But okay, issues with Drake's storytelling, victim complex, and complete lack of ideas aside, how's the production? Honestly, it's kind of a mess, mostly eschewing the darker, more hard-hitting material he previously brought on his last album for tracks that don't go nearly as hard. Now part of this was inevitable with the pivot to R&B, and we do get some slick, classy vibes on songs like 'Keep The Family Close' with the strings and some potent closing bombast, or the Mary J. Blige sample on 'Weston Road Flows', or even the jingling bounce of 'Child's Play'. Hell, I liked most of the very sparse 'Fire & Desire' with the Brandy samples before they decided to drop in the chipmunk vocals, but it raises a problem that the fidelity and mixing of several of these songs just feels unfinished or sloppy. 'One Dance' is the most obvious example - I've already talked about it on Billboard BREAKDOWN, but swamping out the melody and Wizkid behind an incredibly tinny interlude and bass wobble that gets way too choppy does not help cure the impression there was very little effort put into the song, especially considering how checked out Drake sounded. Or take 'Pop Style' - was there no effort whatsoever to match the vocal pickup on Drake's verses, because it feels incredibly slapdash! Or go to 'Feel No Ways', with the very lo-fi drum machine pickup and backing sample that has some flavour but doesn't really feel well-blended with Drake's vocals or the cello on the outro. And then there's the more island-inspired songs like 'Too Good' and 'Controlla'... they aren't bad and some instrumental flavour, but the synths are very desaturated and Drake crooning his way through an autotuned patois just feels awkward. And that's before we get to songs like 'Faithful' where Drake just completely falls off the beat on the hook and you couldn't tell me what the melody is in that instrumental! And that's a consistent issue - for as much as this record is concerned with atmosphere, the tracks that landed with a little more impact was '9' or 'Still Here' or 'Grammys' - sure, none of the melodies were great and the trap percussion was generic as hell and Drake had more punch in the production with the Future collaboration last year, but they at least felt finished.

This, on the other hand... I don't know if this will end up Drake's worst album, but it feels the least necessary.
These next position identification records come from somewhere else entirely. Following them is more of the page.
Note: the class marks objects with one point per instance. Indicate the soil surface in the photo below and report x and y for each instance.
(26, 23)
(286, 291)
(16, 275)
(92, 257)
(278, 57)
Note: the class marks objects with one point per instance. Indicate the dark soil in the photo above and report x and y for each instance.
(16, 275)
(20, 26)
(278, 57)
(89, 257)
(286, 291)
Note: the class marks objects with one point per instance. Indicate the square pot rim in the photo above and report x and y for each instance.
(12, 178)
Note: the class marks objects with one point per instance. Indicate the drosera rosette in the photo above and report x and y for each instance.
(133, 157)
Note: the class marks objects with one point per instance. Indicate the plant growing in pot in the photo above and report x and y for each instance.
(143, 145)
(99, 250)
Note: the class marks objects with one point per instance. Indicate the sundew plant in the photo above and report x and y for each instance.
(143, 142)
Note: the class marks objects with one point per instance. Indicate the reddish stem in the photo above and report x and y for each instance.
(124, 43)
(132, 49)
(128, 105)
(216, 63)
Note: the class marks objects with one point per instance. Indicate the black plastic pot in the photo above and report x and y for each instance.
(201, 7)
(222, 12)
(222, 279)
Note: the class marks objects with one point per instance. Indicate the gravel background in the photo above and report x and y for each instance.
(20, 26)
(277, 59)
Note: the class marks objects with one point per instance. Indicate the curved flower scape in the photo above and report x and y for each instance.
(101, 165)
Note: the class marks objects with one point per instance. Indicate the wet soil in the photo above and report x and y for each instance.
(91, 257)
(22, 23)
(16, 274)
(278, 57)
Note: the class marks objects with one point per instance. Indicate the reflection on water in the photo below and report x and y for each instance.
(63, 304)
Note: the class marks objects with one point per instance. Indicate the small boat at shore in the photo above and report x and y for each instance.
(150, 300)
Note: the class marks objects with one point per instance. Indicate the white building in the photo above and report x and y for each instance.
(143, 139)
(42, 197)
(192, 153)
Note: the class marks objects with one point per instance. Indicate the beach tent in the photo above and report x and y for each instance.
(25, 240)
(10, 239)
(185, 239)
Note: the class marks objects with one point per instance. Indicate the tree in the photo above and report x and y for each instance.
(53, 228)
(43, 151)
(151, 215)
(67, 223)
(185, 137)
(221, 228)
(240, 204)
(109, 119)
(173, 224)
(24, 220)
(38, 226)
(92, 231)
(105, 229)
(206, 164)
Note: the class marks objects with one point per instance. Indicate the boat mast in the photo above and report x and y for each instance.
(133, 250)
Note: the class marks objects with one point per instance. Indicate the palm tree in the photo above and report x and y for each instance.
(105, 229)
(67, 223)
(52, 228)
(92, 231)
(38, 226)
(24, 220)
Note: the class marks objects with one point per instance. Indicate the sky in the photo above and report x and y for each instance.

Drake has reached a point where he could effectively release anything and it would chart and sell, so why this? Why the content that feels so tired and regurgitated, and the production that lacks consistent grooves or melody or even quality? There's no arc or consistent themes to this record - for as long as it goes and for as few unique ideas are on this album, it feels stretched and incredibly undercooked, especially with the framing that never takes the full step to painting Drake with any self-awareness. That said, there are enough songs I mostly like - 'Weston Street Flows', 'Keep The Family Close', 'Too Good' with Rihanna and maybe 'Views' or '9' in a pinch - that saves this record from outright badness, but it's still right on the edge of mediocrity, so it's getting a 5/10 and only a recommendation for hardcore Drake stans. And even that case, if you compare this to So Far Gone or Nothing Was The Same or especially Take Care or even If You're Reading This It's Too Late, I see Views coming up short. Sorry.